After hitting more than $7 million in reservations as part of a Reg A+ equity crowdfunding campaign and getting a stamp of approval from celebrity scientist Bill Nye, Santa Monica-based solar company Rayton Solar has some big plans for the future.
Its goal? Using particle accelerator technology to bring down the cost of solar panel manufacturing and hasten a transition of world energy usage to more of a reliance on solar installations.
It’s a tall order, to be sure. But founder Andrew Yakub has felt like the clock has been ticking for a while now, and he’s been thinking about this since Rayton’s founding in 2012 back when he was a design engineer at the UCLA Particle Beam Physics Laboratory.
In addition to that, he also had a solar installation company that depended on a federal grant program which was set to soon expire. Yakub saw there needed to be a better and lower cost way of installing solar.
What Rayton does, in short, is use float-zone silicon — the highest grade available, and also used by NASA. The company’s method involves use of a particular accelerator to produce extremely small silicon wafers, a process that Rayton says cuts the cost to manufacture solar panels by more than 60 percent. And it also creates panels that are 25 percent more efficient, the company says.
Why is Yakub passionate about this work? Easy. “Solar,” he says, “is the future.” According to one estimate, the solar panel market is set to grow from $24.2 billion in 2014 to more than $180 billion by 2021.
“And the accelerator is the core technology that makes all of this work,” Yakub says. “We can make 100 times as many solar panels for the same amount of silicon that’s used to make just one panel today.
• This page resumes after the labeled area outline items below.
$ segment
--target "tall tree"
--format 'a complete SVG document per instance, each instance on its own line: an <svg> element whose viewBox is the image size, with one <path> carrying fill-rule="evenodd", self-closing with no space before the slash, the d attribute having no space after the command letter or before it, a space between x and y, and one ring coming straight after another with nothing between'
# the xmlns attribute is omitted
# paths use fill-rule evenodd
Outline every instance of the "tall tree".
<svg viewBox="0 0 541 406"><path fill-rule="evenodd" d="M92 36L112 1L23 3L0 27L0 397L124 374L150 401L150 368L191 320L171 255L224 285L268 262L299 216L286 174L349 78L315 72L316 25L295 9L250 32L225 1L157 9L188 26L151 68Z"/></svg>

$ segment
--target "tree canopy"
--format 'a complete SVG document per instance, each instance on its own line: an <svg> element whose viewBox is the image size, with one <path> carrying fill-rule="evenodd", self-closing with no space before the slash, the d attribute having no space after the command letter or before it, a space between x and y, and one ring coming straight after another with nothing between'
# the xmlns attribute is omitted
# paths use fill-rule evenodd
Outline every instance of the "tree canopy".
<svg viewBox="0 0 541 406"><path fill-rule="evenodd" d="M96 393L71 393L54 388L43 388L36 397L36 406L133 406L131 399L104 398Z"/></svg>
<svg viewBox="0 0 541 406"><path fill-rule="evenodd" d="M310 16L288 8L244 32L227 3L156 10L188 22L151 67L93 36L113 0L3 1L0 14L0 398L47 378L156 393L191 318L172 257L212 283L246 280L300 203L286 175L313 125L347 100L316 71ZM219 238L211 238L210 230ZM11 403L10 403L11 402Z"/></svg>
We can also use the higher quality, electronics grade silicon, and when you use that kind you get a 25 percent increase in sunlight conversion efficiency. So that means 25 percent less panels on your roof or in a solar farm. Twenty-five percent less land usage, and it also lowers the cost of the installation and racking systems.”
Rayton is a 7-person company right now, with a research facility in Santa Monica. Yakub estimates growing to 10 employees by the time its pilot production line is built in Los Angeles.
The company has an accelerator on the way that it’s purchased that’ll be arriving about nine months from now. Once that’s up and running, Rayton estimates another 12 to 18 months to be commercially producing solar modules.
The company got itself on Nye’s radar, because, well, it reached out to him. He came out, Yakub said, and “vetted the technology. It had to be something for him to really appreciate and get behind, to want to help us.” And help them he did, in part by making a video for them:
Meanwhile, Rayton’s team includes scientists, engineers, professors and entrepreneurs. The company’s plan is to sell to retailers, contractors and wholesalers who will then supply consumers.
Longer term, the plan is to build out the pilot manufacturing line — to get that up and running — and once Rayton is at that point, it can either scale up the technology and produce more or license the technology out to a larger manufacturer.
As context for the imperative behind its technology, Rayton cites an estimate from the International Energy Agency that expects renewable energy to be “the largest single source of electricity growth over the next five years.”
What’s more, according to the company, the global energy market is projected to grow to over $10.4 trillion by 2020. Twenty years after that, renewables are expected to command 60 percent of new capacity and two-thirds of power investment around the world.
With renewables on the way to becoming the primary method of generating power, Rayton wants to be a leader in the sector.
“I believe that by the year 2050, we’re going to have over 50 percent of the world’s energy coming from solar installations,” Yakub said. “And this technology will help get us there faster. We need companies to figure out how to mass produce this, at an increased level of quality and a decreased level of cost.”